Eine bewährte Strategie, um sich im Alltag besser zu organisieren, sind spezifische Zielsetzungen. Kurz-, mittel- und langfristige Ziele könnten wie folgt aussehen:

  • kurzfristiges Ziel: diese Woche die Wohnung putzen
  • mittelfristiges Ziel: einen bestimmten Betrag pro Monat ansparen
  • langfristiges Ziel: die Ausbildung oder das Studium nach einer bestimmten Zeit abschließen

Wer Ziele definiert, weiß auch in schwierigen Zeiten, welcher Weg richtig ist. Damit die Zielsetzungen noch eindrücklicher funktionieren, sollten sie am besten gut sichtbar ausformuliert werden. Eine Klebenotiz am Kühlschrank oder PC oder eine Erinnerung im Smartphone helfen dabei, die Ziele nicht zu vergessen.

Wer sich der Herausforderung stellt, lernt fürs Leben

Im Laufe der letzten Jahrzehnte haben sich vorwiegend antiautoritäre Erziehungsstile durchgesetzt. Eine der Folgen: Eltern kritisieren ihre Kinder selten. Ursächlich dafür können Ergebnisse aus Studien sein, die Kindern bei zu viel Kritik fehlende Empathie bescheinigen.

Mit dem 18. Lebensjahr werden die jungen Menschen jedoch als geschäftsfähig eingestuft und wie Erwachsene behandelt. Der Alltag ändert sich, auch im Umgang mit anderen (jungen) Erwachsenen.

Haben die Eltern einst mit Kritik oder Tadel gespart, geht es in der realen Welt häufig etwas rauer zu. Vor allem Auszubildende fühlen sich häufig überfordert, wenn sie mit neuen Lernaufgaben und vor allem Kritik konfrontiert werden. Junge Erwachsene müssen oft erst Kritikfähigkeit lernen. Sie müssen wissen, sie richtig und professionell anzunehmen und sie korrekt zu formulieren.

Beide Aufgaben sind für junge Menschen kompliziert. Sie nehmen Kritik oft sehr persönlich und müssen in der Folge mit Ärger, Traurigkeit oder Enttäuschung umgehen. Zu viel Emotionalität wirkt allerdings kontraproduktiv. Eine gute Übung, um mit Kritik besser umzugehen, ist,

  • durchatmen,
  • ruhig bleiben,
  • Kritik nie persönlich nehmen und
  • sich vor der Antwort Zeit zum Reflektieren nehmen.

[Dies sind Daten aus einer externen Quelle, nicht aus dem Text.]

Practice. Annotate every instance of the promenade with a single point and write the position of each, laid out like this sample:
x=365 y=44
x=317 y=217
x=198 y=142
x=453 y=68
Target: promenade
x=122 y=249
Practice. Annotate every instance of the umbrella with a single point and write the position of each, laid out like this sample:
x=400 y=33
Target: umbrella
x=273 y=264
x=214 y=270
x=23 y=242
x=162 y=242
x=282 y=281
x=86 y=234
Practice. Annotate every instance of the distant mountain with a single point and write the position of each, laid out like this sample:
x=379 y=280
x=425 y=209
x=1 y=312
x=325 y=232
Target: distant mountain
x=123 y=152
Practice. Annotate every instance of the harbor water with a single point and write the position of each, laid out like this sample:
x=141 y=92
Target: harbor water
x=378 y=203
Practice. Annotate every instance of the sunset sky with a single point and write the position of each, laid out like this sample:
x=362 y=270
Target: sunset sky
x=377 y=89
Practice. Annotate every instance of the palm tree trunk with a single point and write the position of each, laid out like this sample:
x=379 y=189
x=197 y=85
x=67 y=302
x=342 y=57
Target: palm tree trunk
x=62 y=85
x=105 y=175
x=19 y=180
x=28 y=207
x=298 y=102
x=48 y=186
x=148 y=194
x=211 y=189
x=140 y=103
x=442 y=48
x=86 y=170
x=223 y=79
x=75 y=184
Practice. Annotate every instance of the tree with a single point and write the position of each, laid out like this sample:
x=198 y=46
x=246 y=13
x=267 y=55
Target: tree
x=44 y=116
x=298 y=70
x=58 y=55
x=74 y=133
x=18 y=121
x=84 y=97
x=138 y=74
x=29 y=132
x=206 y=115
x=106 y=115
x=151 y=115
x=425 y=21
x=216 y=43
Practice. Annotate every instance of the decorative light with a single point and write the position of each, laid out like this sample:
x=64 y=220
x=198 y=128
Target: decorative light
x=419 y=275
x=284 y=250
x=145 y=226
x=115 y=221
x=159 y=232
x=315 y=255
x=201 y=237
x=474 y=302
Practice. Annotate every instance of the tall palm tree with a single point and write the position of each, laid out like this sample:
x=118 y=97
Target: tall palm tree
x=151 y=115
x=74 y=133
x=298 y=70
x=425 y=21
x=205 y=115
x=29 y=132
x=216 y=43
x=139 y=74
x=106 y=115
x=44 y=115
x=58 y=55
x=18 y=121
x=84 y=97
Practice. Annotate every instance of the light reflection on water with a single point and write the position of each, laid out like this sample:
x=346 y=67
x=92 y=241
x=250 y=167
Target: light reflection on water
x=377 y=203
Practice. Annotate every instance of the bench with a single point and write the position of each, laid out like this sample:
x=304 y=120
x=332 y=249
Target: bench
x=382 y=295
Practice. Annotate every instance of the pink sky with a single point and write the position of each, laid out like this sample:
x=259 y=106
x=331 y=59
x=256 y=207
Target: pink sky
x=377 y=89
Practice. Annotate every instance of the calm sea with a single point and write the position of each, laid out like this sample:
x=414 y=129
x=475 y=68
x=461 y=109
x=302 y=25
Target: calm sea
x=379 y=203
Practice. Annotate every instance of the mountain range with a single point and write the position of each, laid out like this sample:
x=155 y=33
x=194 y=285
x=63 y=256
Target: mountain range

Auch unberechtigte Kritik hilft jungen Menschen in ihrem Lernprozess: Sie können sich darin üben, konstruktiv, freundlich und bestimmt auf die Kritik zu antworten. Dadurch lernen sie, besser mit diesen Situationen umzugehen. 

Tipp: Um die Kritikfähigkeit zu schulen, ist Zuhören gefragt. Manchmal versperren Menschen ihre Ohren und hören die Kritik gar nicht bis zum Ende. Diese Reaktion ist normal, kann jedoch verbessert werden. Zuhören ist eine Fähigkeit, die in vielen persönlichen und beruflichen Situationen von großer Hilfe ist. 

Erwachsen werden ist keine einfache, jedoch eine aufregende und im Normalfall auch sehr befriedigende Herausforderung.